After excluding those with missing data on margin or survival status, 20,762 patients were eligible for matching. Each matched group had 1,265 patients, similar in age, sex, race, CCI, tumor size, histology, and grade. There were 386 recorded all-cause mortalities over a median follow-up duration of 72.6 months. Cox multiple regression showed a higher risk of all-cause mortality among cases with PSM (HR: 1.393, P = 0.001). Old age, high CCI, and large tumors had higher risks, while papillary and chromophore histologic subtypes had lower risks. PSM was associated with significantly worse OS by log-rank, Breslow, and Tarone-Ware tests.

CONCLUSION

PSM is associated with significantly worse OS after PN.

摘要

引言

在部分肾切除术(PN)中,阳性手术切缘(PSM)的影响一直存在争议。以往关于PSM与总生存期(OS)关系的研究要么样本量不足,要么分组差异很大。

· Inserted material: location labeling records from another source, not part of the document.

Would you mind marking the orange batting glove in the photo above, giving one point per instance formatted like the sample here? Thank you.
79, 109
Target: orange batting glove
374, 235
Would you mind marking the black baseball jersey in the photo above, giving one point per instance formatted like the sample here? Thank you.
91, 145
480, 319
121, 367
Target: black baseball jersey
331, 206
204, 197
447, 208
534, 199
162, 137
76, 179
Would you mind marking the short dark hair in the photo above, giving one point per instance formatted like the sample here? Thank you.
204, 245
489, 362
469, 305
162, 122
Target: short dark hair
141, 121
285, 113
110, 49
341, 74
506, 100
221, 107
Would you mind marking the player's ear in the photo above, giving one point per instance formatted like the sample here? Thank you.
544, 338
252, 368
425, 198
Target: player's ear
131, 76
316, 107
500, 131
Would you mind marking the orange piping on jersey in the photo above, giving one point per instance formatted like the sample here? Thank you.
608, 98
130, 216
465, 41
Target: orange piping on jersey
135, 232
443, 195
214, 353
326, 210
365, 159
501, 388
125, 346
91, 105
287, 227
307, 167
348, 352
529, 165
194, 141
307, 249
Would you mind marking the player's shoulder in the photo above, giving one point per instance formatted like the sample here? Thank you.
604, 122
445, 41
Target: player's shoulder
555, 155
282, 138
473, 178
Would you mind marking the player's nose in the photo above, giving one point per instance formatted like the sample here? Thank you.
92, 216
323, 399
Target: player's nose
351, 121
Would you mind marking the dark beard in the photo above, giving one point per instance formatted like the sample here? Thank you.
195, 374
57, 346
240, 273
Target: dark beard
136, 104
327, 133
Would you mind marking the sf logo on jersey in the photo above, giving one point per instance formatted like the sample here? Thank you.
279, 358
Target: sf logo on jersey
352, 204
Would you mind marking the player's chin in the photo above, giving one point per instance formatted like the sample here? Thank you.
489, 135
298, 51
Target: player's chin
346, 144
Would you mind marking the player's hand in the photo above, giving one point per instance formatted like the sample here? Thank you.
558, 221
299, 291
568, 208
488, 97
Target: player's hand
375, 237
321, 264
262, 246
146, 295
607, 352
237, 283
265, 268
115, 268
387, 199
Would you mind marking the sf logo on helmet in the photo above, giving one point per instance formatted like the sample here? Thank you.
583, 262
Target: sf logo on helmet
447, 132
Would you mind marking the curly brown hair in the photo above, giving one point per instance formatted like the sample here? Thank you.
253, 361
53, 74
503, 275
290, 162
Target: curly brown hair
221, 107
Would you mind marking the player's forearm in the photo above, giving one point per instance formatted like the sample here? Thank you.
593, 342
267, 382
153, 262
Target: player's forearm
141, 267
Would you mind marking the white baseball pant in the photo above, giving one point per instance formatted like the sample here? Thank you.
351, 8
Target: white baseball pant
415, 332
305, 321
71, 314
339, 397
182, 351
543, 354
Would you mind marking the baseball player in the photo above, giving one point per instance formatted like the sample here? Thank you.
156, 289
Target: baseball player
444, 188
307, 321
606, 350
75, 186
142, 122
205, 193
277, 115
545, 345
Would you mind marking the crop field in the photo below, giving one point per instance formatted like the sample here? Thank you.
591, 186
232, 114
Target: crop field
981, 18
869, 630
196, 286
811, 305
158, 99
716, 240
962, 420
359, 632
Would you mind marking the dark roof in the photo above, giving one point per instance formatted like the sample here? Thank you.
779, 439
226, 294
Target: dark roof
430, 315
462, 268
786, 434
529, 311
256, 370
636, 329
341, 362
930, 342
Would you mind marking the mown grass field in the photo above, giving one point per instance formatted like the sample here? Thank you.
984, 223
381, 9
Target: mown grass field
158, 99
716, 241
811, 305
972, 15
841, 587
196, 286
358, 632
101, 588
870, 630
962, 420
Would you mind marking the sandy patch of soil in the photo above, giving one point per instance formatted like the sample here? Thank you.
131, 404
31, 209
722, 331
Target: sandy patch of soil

我们利用国家癌症数据库并采用倾向评分匹配法来确定PN术后PSM与OS之间的关联。

材料与方法

我们纳入了2004年至2009年间接受PN治疗的T1/T2 N0M0肾癌患者,并根据切缘状态将他们分为两组。我们使用倾向评分匹配法以确保两组在年龄、合并症评分(CCI)、肿瘤大小、组织学类型和分级方面相似。通过χ检验比较协变量。采用Cox多元回归估计全因死亡率的风险比(HR)。通过对数秩检验、Breslow检验和Tarone-Ware检验比较匹配组之间的OS。

结果

在排除切缘或生存状态数据缺失的患者后,20762例患者符合匹配条件。每个匹配组有1265例患者,在年龄、性别、种族、CCI、肿瘤大小、组织学类型和分级方面相似。在中位随访时间72.6个月期间,共记录了386例全因死亡病例。Cox多元回归显示,PSM患者的全因死亡风险更高(HR:1.393,P = 0.001)。老年、CCI高和肿瘤大的患者风险更高,而乳头状和嗜色细胞组织学亚型的风险较低。通过对数秩检验、Breslow检验和Tarone-Ware检验,PSM与显著更差的OS相关。

结论

PN术后PSM与显著更差的OS相关。